Re: Loop through tables at different periods and columns name

Rickie2 · Posted 08-26-2024 09:53 AM

Hi everybody,

I would like to figure out the best way to solve this :

create a macro with a loop that substract (or if character indicate if difference) each variable from datasets of different periods (P0 - P1 until PX-1 - PX), and put the result in a new dataset. For example, apple_P0 - apple_P1, Orange_P0 - Orange_P1,then same for Pineapple and TotalAB. For dataset P0 to dataset PX, increment by 1.

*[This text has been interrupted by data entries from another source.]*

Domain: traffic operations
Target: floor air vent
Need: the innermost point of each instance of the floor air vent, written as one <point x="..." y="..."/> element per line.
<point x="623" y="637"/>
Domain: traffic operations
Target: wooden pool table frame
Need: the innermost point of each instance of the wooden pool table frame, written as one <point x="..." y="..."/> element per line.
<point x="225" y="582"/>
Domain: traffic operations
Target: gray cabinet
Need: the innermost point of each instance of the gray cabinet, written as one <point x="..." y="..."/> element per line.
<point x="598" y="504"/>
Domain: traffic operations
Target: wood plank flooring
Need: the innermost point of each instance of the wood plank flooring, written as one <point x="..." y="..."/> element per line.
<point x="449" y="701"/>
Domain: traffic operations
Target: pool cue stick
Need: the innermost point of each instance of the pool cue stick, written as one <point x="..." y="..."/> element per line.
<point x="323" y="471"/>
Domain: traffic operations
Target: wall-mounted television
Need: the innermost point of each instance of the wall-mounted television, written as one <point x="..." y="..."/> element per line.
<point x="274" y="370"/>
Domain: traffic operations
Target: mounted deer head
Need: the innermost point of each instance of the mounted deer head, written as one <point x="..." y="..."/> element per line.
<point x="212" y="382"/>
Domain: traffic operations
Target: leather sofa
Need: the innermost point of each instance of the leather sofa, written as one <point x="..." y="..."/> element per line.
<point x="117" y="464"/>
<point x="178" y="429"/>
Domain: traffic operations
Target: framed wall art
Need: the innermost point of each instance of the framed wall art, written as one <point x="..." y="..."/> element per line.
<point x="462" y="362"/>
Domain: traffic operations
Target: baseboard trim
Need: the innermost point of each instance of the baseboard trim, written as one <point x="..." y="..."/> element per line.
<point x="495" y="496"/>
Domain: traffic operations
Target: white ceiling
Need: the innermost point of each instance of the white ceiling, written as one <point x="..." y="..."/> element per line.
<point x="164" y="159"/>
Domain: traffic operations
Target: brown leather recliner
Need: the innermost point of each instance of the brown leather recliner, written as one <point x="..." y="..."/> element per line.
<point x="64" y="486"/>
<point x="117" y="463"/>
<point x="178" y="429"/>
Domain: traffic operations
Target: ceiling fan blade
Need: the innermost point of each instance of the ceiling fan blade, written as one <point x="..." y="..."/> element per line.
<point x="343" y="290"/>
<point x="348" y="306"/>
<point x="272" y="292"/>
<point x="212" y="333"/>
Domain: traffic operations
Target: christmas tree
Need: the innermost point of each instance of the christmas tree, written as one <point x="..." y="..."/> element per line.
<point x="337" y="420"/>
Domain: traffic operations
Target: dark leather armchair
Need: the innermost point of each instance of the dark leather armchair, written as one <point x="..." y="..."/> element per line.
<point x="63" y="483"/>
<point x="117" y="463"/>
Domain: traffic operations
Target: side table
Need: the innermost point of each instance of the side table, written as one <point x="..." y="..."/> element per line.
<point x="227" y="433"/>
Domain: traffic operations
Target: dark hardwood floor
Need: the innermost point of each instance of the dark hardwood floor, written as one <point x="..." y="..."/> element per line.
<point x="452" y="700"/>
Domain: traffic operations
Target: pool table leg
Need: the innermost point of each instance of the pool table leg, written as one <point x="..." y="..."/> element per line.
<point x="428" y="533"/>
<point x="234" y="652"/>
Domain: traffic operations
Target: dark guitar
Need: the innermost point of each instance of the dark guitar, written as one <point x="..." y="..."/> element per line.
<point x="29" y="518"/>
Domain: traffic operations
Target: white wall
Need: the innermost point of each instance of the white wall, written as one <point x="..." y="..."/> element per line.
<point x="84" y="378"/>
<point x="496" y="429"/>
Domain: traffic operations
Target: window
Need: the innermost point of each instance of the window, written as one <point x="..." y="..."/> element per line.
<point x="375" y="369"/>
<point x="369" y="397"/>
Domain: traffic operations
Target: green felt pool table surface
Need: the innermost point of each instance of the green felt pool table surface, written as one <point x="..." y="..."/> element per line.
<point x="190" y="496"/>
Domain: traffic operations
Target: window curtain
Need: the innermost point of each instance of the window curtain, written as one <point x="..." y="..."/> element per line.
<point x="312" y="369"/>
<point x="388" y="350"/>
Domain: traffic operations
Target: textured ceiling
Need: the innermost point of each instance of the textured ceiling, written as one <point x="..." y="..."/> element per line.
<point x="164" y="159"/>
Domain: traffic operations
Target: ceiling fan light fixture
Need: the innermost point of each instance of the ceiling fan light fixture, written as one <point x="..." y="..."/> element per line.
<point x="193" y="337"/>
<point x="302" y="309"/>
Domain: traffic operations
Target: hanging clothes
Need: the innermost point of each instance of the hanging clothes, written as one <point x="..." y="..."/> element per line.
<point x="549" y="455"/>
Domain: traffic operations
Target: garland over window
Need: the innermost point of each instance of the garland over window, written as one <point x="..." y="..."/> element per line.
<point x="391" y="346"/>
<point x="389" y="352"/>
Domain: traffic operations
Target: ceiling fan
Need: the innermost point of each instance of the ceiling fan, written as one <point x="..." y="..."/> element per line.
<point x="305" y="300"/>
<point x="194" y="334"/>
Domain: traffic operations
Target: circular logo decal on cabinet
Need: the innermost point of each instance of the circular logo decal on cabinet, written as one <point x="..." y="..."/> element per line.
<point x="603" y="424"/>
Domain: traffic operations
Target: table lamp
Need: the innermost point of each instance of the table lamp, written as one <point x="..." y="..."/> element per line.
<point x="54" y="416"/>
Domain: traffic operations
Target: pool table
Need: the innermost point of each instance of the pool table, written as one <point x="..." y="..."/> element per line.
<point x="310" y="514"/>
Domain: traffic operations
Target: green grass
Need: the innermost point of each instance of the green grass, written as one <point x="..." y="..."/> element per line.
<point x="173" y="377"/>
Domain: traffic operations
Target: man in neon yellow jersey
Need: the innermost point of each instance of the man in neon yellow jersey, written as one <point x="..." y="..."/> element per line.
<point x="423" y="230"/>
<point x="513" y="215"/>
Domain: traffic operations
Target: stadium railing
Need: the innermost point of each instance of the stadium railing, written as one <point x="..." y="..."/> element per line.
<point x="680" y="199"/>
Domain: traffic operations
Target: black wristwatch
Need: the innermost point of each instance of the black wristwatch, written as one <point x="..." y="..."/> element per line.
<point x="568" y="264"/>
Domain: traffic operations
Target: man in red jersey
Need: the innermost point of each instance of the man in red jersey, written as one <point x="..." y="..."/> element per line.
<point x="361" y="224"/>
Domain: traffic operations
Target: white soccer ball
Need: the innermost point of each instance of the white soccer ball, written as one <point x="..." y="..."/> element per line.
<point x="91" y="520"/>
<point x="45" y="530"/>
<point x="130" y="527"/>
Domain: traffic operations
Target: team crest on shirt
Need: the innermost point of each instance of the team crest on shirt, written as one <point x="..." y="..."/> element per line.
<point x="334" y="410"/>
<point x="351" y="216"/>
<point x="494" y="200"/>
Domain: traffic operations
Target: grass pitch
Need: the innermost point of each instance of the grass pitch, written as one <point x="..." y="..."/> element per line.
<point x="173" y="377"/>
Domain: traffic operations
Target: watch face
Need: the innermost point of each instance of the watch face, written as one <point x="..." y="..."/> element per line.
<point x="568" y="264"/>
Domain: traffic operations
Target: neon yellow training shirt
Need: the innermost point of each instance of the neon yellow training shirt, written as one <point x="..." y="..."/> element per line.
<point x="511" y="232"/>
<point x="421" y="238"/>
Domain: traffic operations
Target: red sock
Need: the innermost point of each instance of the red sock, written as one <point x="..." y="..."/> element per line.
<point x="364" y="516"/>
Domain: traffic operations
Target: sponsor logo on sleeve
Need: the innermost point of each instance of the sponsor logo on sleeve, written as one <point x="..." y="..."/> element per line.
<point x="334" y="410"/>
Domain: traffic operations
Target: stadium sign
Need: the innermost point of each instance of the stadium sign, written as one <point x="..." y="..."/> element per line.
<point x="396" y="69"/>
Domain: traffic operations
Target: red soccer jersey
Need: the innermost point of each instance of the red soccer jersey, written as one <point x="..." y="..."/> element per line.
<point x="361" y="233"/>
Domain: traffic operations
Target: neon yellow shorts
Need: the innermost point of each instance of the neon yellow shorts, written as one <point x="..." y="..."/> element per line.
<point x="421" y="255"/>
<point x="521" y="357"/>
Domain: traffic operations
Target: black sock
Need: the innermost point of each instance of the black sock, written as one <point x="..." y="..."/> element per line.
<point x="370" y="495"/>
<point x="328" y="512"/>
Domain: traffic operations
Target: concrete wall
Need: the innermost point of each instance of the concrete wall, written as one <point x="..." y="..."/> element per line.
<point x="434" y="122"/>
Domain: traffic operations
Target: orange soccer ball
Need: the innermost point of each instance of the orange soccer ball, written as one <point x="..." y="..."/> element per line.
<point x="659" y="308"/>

The dataset contains about 1000 colunms.

%let %n = 0;

%let %X = X; (max period)

data HAVE_P0;

input ID Apple_P0 Orange_P0 Pineapple_P0 TotalAB_P0 $;

cards;

15427 10 100 1000 Machine

35894 20 200 2000 Hand

57842 40 400 4000 Hand

79432 75 750 7500 Machine

;run;

data HAVE_P1;

input ID Apple_P1 Orange_P1 Pineapple_P1 TotalAB_P1 $;

cards;

15427 50 500 5000 Machine

35894 10 100 1000 Machine

57842 40 400 4000 Wind

;run;

data HAVE_P2;

input ID Apple_P2 Orange_P2 Pineapple_P2 TotalAB_P2

cards;

...

data HAVE_PX;

etc.

(

case if Var_P1 do not exist then .

if Var_P0 is character and P0 = P1 then 1

if Var_P0 is character and P0 <> P1 then 0

else Var_P0 - Var_P1

end

)

data WANT_P0_minus_P1;

15427 40 400 4000 1

35894 -10 -100 -1000 0

57842 0 0 0 0

79432 . . . .

;

data WANT_P1_minus_P2;

…

data WANT_PX-1_minus_PX;

Thanks in advance,

Tom · Posted 08-26-2024 10:29 AM

What is the overall goal here? What is the meaning of the data and what is the analysis you are trying to do?

What does this P0, P1, etc suffix on the variable names mean?

Why is the data in multiple datasets? Why not just store all of the data in one dataset?

Why do the variable names change between the datasets?

Why not just have a separate variable with values like P0 or P1 (or perhaps numeric variable with 0 and 1) to indicate which P value this observation is for?

Do you always have the same 100 variables?

Do you have SAS/IML license? Could you load the two datasets into matrices and just subtract them?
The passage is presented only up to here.